Joanna Mucha przez lata była jedną z najbardziej rozpoznawalnych twarzy Platformy Obywatelskiej w Lublinie. Do Sejmu weszła po raz pierwszy w 2007 r. W latach 2011–2013 kierowała Ministerstwem Sportu i Turystyki. Zdaniem prokuratury, w czasie kiedy Joanna Mucha szefowała resortowi wyraziła zgodę na to, aby Narodowe Centrum Sportu użyczyło prywatnej firmie pomieszczenia i powierzchnię Stadionu Narodowego na potrzeby koncertu Madonny. Taką decyzję miała podjąć, mimo że centrum nie mogło prowadzić działalności innej niż związana z mistrzostwami w piłce nożnej ani nie zarządzało stadionem po Euro 2012.

- Na prawną niedopuszczalność użyczenia stadionu przez Centrum Sportu zwracali uwagę dyrektorzy Biura Prawnego i Biura ds. Euro 2012 w Ministerstwie Sportu i Turystyki, ale minister Mucha zignorowała ich zastrzeżenia – utrzymuje prokuratura.

Działania ówczesnej minister miały doprowadzić do wyrządzenia Skarbowi Państwa ponad 4,7 mln zł szkody. Ta suma to różnica wydatków poniesionych na organizację koncertu i dochodów uzyskanych z niego przez budżet państwa.

- Na rażące nieprawidłowości związane z przeznaczeniem na koncert Madonny funduszy mających służyć upowszechnianiu sportu wśród dzieci i młodzieży zwróciła uwagę już w 2013 roku Najwyższa Izba Kontroli. Stwierdziła, że działania Ministerstwa Sportu i Turystyki przy organizacji koncertu były niegospodarne i niecelowe, a w ich wyniku Skarb Państwa poniósł szkodę majątkową w wielkich rozmiarach. Wnioski kontrolerów NIK są zbieżne z ustaleniami śledztwa i wydaną na zlecenie prokuratury opinią biegłego z zakresu ekonomii i finansów – informuje prokurator Łapczyński.

W styczniu tego roku posłanka przeszła do Ruchu Polska 2050 Szymona Hołowni.

Komentarz Joanny Muchy
Poprosiliśmy posłankę Joannę Muchę o komentarz. W odpowiedzi otrzymaliśmy sms z oficjalnym stanowiskiem:

"Sprawa jest znana medialnie od lat, przypomnę, ze upłynęło 9 lat od tego czasu. Była badana przez prokuraturę, postępowanie zostało umorzone przez niezależną prokuraturę pana Seremeta" - komentuje posłanka.

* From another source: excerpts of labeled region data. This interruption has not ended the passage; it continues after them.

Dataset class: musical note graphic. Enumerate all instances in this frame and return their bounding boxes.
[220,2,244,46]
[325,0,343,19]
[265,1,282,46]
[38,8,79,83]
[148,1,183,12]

Joanna Mucha przypomina, że środki na koncert Madonny zostały przekazane do NCS jeszcze za czasów ministra Adama Giersza. Organizacja koncertu miała być inwestycją w wartość obiektu i miała na celu promocję stadionu, żeby zaczął on na siebie zarabiać.

Siedem lat temu Prokurator Okręgowy w Warszawie wydał postanowienie o umorzeniu postępowania, bo w wyniku śledztwa nie stwierdzono przestępstwa. Nieprawidłowości w wydatkowaniu środków znalazła NIK, ale nie stwierdziła w ramach swoich kompetencji, że doszło przestępstwa i nie skierowała w tej sprawie doniesienia do prokuratury.

W 2014 r. prokurator generalny Andrzej Seremet wyjaśniał, że brak oczekiwanego zysku z koncertu nie powinien być rozpatrywany w oderwaniu od całokształtu działań Ministerstwa, które odpowiadało zarówno za promocję, jak i utrzymanie Stadionu po zakończeniu Euro.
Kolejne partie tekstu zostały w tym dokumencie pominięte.